(Bloomberg) — Germany plans significant new borrowing next year to fuel the recovery of Europe’s largest economy from the fallout of the coronavirus and may continue to rely on debt spending in the future.
The pandemic will put pressure on Germany’s finances next year, Finance Minister Olaf Scholz said Tuesday at a Bloomberg online event. He indicated that the country could make broader use of borrowing limits in the coming years.
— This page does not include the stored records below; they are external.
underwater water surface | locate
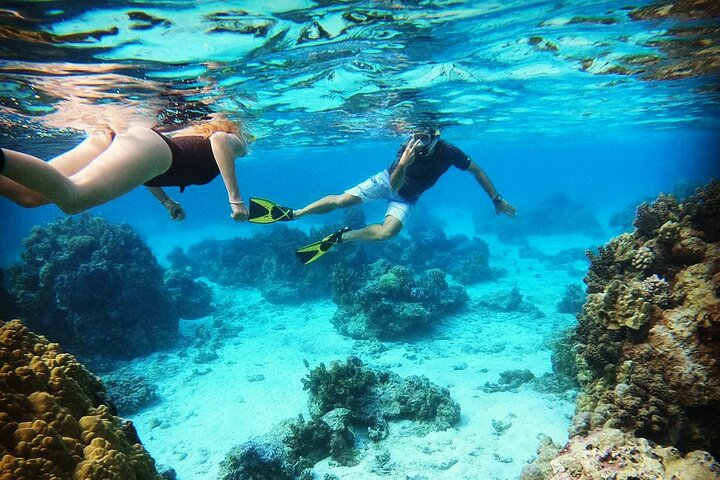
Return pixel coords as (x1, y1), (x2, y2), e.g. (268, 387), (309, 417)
(0, 0), (720, 480)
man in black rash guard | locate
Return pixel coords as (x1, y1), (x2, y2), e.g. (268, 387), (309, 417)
(249, 129), (515, 263)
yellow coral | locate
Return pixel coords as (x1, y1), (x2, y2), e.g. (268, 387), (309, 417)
(0, 320), (161, 480)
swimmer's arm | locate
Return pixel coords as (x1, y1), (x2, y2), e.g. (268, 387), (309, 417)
(467, 160), (517, 217)
(390, 140), (420, 192)
(145, 187), (185, 220)
(210, 132), (249, 221)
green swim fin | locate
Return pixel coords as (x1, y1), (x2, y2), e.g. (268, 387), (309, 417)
(248, 197), (293, 223)
(295, 227), (350, 265)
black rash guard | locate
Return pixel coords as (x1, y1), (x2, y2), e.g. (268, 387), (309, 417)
(387, 140), (470, 203)
(145, 131), (220, 192)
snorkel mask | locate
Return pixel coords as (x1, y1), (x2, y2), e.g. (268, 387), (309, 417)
(410, 130), (440, 155)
When asked about a return to a strict balanced-budget policy, he pointed out the Germany has leeway to raise debt under its constitution. The position appears to be in line with one of his deputy’s, who suggested on Monday that a balanced budget “isn’t obligatory” amid Germany’s efforts to bolster its economy and invest in digital and environmental technologies.
Because of spending to shore up the economy, Germany won’t be within borrowing limits “this year or next year,” said Scholz, who is preparing the government’s 2021 budget. “But we want to go back to that situation as early as possible.”
Germany’s constitutional debt brake obliges the government to keep debt under control. In good times, the rule allows for a structural deficit of 0.35% of gross domestic product. In times of recession, new borrowing can go up in proportion with the economic decline.
To counter the fallout from the pandemic, Chancellor Angela Merkel’s government abandoned its balanced-budget policy and is set to increase new borrowing by about 218 billion euros ($258 billion) this year, equivalent to more than 6% of the economy. A deficit of more than 80 billion euros is planned for next year, people familiar with the matter have said.
Germany lowered its debt-to-GDP ratio to 60% “just before this crisis started,” giving it room to borrow now, Scholz said. “So, it’s absolutely reasonable to think that we’ll be back on 60% some time with the growth of our economy.”
Germany’s stimulus plans, which include a temporary reduction in value-added tax and a bonus for families, has helped shore up domestic demand and reduce the severity of the blow from the pandemic.
Scholz will host his European Union counterparts in Berlin later this week to discuss implementation of the 750 billion-euro recovery package, which sets the stage for large-scale joint borrowing for the first time.
“If we take on joint debt, secondly decide to pay it back and thirdly develop our own resources for the EU, this is creating a fiscal union which will be more successful than it is today,” he said. “This is something like a Hamilton moment,” referring to the public borrowing agreement that helped propel U.S. into unified nation.
“This is the start of a fiscal union in a way, a better union in the end,” Scholz said.
The country is preparing for a political transition, and Scholz aims to play a key role, campaigning for chancellor for the Social Democrats in next year’s election. While his party is currently polling in third place behind Merkel’s Christian Democrat-led bloc and the Greens, he has the most government experience of any potential contenders.
The Wirecard AG collapse risks overshadowing his push to succeed Merkel, who plans to step down after running Germany for 16 years. German lawmakers intend to investigate the scandal, which will put pressure on Scholz to account for the government’s failure to pursue warnings about the electronic payments company.
The scandal shows that Germany needs more rotation among corporate auditors, he said.
Germany, which holds the six-month EU presidency through the end of 2020, wants to make a push on banking union. At a Bloomberg conference last November, Scholz signaled that the government is prepared to introduce a pan-European deposit protection scheme — known as EDIS — to finalize the banking union, but little progress has been made since.
He reaffirmed on Tuesday his call for a more integrated financial system within the bloc, and said strict banking reforms were wise and shouldn’t be reversed.